NO dont delete all of your soundbanks lol, you want to go into control panel, add remove programs, and uninstall superior drummer.. It will ONLY uninstall the superior engine which is like 40mb and it will leave all of your soundbanks alone.. Then install the newest version and youre all set. You might want to delete the superior drummer.dll out of you vst plugins folder for the old version, and when you load the new version up you might have to go into the settings and locate the folder where your sound banks are. Cheers.


----------



## bigredmetfan

Hello. Quick question. I have opened up Logic Pro X and cannot find superior drummer anywhere in the plugins list. It appears in garageband but nothing in logic pro x...Any ideas?


----------



## Ocara-Jacob

Smm10000 said:


> Does anyone know of a way to, or tutorial for setting up an easier way to map the samples? particularly with SD2 and Studio one.
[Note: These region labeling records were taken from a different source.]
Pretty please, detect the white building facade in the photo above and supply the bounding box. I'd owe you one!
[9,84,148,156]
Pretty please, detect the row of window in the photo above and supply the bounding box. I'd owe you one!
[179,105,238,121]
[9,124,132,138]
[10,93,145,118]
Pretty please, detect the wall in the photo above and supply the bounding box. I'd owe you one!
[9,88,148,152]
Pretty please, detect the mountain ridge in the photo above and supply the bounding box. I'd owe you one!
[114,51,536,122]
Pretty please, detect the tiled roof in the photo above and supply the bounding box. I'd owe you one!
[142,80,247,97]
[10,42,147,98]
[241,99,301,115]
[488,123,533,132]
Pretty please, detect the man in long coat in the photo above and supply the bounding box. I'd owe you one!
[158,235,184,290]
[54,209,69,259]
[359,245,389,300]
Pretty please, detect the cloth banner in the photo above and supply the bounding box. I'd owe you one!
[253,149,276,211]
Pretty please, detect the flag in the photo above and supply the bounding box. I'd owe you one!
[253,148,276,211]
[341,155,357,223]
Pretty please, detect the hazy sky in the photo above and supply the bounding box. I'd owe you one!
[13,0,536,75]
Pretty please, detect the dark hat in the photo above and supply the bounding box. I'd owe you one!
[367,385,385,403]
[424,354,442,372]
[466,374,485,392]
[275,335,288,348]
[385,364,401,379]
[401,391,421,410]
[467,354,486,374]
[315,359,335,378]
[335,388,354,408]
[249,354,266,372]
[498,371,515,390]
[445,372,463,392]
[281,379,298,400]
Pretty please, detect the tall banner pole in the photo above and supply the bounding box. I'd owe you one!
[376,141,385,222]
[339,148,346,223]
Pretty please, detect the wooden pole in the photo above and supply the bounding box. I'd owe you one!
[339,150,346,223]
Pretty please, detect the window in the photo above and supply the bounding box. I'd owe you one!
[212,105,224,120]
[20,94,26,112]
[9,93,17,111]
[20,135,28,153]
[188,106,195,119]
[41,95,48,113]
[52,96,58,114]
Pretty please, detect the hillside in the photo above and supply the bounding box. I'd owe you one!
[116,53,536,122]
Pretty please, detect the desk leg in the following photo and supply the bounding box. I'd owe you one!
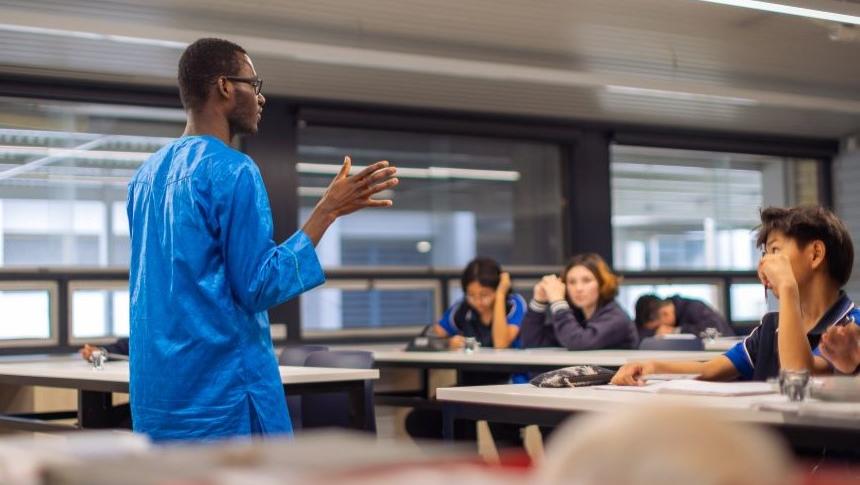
[78,391,114,429]
[442,403,457,442]
[348,381,371,431]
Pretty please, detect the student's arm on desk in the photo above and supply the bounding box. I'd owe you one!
[611,355,739,386]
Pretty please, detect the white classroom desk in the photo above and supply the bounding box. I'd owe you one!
[0,356,379,431]
[352,344,719,372]
[436,384,860,450]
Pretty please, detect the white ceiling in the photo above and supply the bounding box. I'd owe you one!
[0,0,860,137]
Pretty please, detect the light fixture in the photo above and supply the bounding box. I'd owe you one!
[0,24,188,49]
[296,162,520,182]
[606,85,759,106]
[699,0,860,25]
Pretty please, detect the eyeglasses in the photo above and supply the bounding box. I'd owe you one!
[224,76,263,96]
This giant on screen piano just isn't cutting it



I'll help you out- There's a dingus little button in the midi edit window that lets you change it from a piano roll to little tabs that you can name. It's pretty convenient.


----------



## Hyacinth

Hey, I have a question and I apologize if it's been asked before but I couldn't find an answer. I'm running SD 2.0 through Cubase 5. I have two guitar tracks panned hard left an hard right and a multiout SD 2.0 track. The SD track is really quiet compared to the guitars, and even though they're quiet, it still shows that they're clipping whenever I click a drum. I've tried adding a compressor but it doesn't seem to do anything. Can anyone help me out?


----------



## Ant3XB

MatthewLeisher said:


> Hey, I have a question and I apologize if it's been asked before but I couldn't find an answer. I'm running SD 2.0 through Cubase 5. I have two guitar tracks panned hard left an hard right and a multiout SD 2.0 track. The SD track is really quiet compared to the guitars, and even though they're quiet, it still shows that they're clipping whenever I click a drum. I've tried adding a compressor but it doesn't seem to do anything. Can anyone help me out?
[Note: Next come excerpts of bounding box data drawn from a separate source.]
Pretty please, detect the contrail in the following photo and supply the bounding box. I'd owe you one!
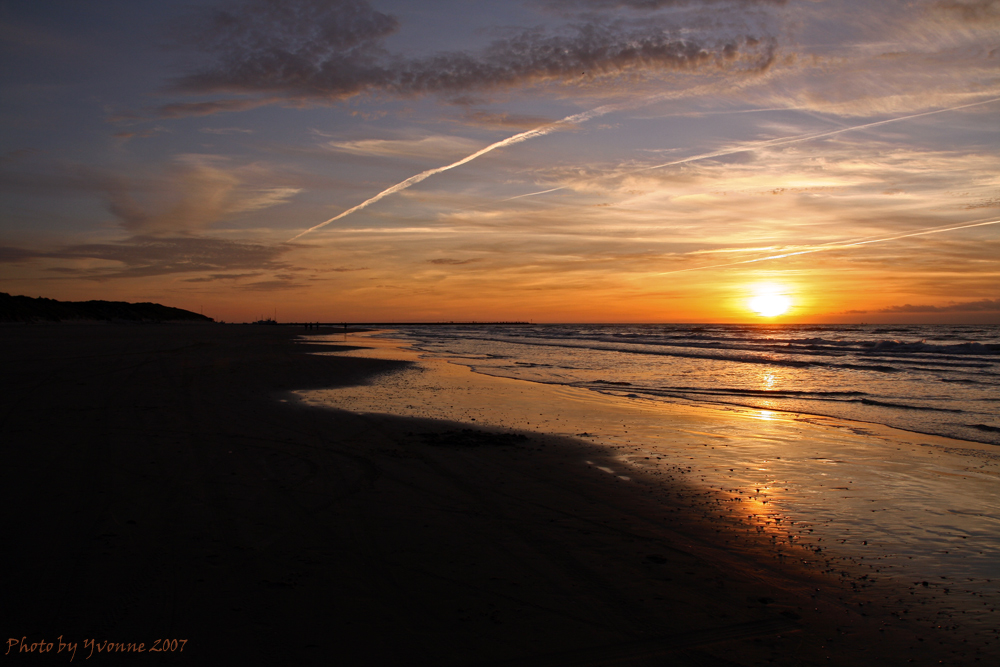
[497,97,1000,203]
[656,220,1000,276]
[288,105,619,243]
[628,97,1000,174]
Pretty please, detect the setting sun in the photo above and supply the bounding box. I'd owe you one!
[749,287,792,317]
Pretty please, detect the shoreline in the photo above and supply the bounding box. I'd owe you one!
[0,325,996,665]
[297,338,1000,660]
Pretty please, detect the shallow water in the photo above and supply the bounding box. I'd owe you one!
[299,337,1000,633]
[382,324,1000,445]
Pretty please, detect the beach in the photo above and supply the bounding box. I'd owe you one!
[0,325,1000,665]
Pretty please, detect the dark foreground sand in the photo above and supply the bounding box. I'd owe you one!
[0,325,995,666]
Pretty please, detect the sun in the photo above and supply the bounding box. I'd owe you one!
[749,285,792,317]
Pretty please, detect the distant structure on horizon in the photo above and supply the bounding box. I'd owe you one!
[0,292,215,324]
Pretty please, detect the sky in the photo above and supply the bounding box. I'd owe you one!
[0,0,1000,324]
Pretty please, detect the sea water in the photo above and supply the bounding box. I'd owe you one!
[312,325,1000,640]
[378,324,1000,445]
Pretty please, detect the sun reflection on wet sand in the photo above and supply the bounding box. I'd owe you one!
[298,339,1000,644]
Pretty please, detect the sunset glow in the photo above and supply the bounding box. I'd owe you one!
[750,294,792,317]
[0,0,1000,323]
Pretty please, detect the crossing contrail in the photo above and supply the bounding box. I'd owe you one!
[288,105,620,243]
[498,97,1000,203]
[656,220,1000,276]
[288,95,1000,243]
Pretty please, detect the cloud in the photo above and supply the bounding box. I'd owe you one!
[326,136,482,158]
[540,0,788,11]
[0,236,291,281]
[106,156,299,234]
[160,0,775,116]
[932,0,1000,25]
[200,127,253,134]
[878,299,1000,313]
[0,154,301,235]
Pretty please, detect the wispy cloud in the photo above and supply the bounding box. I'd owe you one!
[0,236,291,281]
[880,299,1000,313]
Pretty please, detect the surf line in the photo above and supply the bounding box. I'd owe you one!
[654,220,1000,276]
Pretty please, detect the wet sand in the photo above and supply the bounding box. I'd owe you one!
[0,325,997,665]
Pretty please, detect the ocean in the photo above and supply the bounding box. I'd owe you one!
[387,324,1000,445]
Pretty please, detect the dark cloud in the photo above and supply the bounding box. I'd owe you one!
[0,236,291,280]
[166,0,774,116]
[0,155,299,236]
[878,299,1000,313]
[539,0,788,10]
[184,271,264,283]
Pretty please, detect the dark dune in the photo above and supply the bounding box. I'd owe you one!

Hi Matthew maybe try turning down the SSD master volume in the main window or on you DAW Mixer and then record all the guitars at a lower volume too. That way you can mix the levels better and boost the volume at the end using your DAW.


----------



## Fenceclimber

Hi! I have a question about multi-out and sending to busses. I've just recently got into midi-drums and I was wondering what the reasoning behind multi-out in Superior Drummer is. Is it just so that you have the individual drums on individual channels in the DAW's mixer so that you can eQ them as if you had recorded a real mic'ed up kit? Isn't the mixer inside of superior drummer designed for that?

So, what is ''multi-out'' used for and what is the differnce of using the mixer inside of superior drummer?

Thanks, I'm really quite confused right now.


----------



## sunung1188

I may be off topic but, have you ever tried Steven Slate Drums? I used to use Superior Drummer until I found these


----------



## fr4nci2c0

Hi I am new to Cubase I have all of my outputs activated and routed in the superior drummer to the correct channels now I cannot figure out how to make a bus to put effects on that I can blend with the original drum track as shown at 1:47 in this video



and at 2:01 in this vid 


Any help would be appreciated really trying to get a legit drum sound and I know this is really important.


----------



## BouhZik

Hi!

How to add midi in the user library please?


----------



## niffnoff

fr4nci2c0 said:


> Hi I am new to Cubase I have all of my outputs activated and routed in the superior drummer to the correct channels now I cannot figure out how to make a bus to put effects on that I can blend with the original drum track as shown at 1:47 in this video
> 
> 
> 
> and at 2:01 in this vid
> 
> 
> Any help would be appreciated really trying to get a legit drum sound and I know this is really important.




Cubase you go to VST Instruments (Where you'd get superior) then there should be an arrow like -> then from there you just enable all the outputs. 

There ya go more channels now you just need to route through superior to the outputs.


----------



## that short guy

Holy crap this program takes forever to download, and I still have 4 more disk to go fml....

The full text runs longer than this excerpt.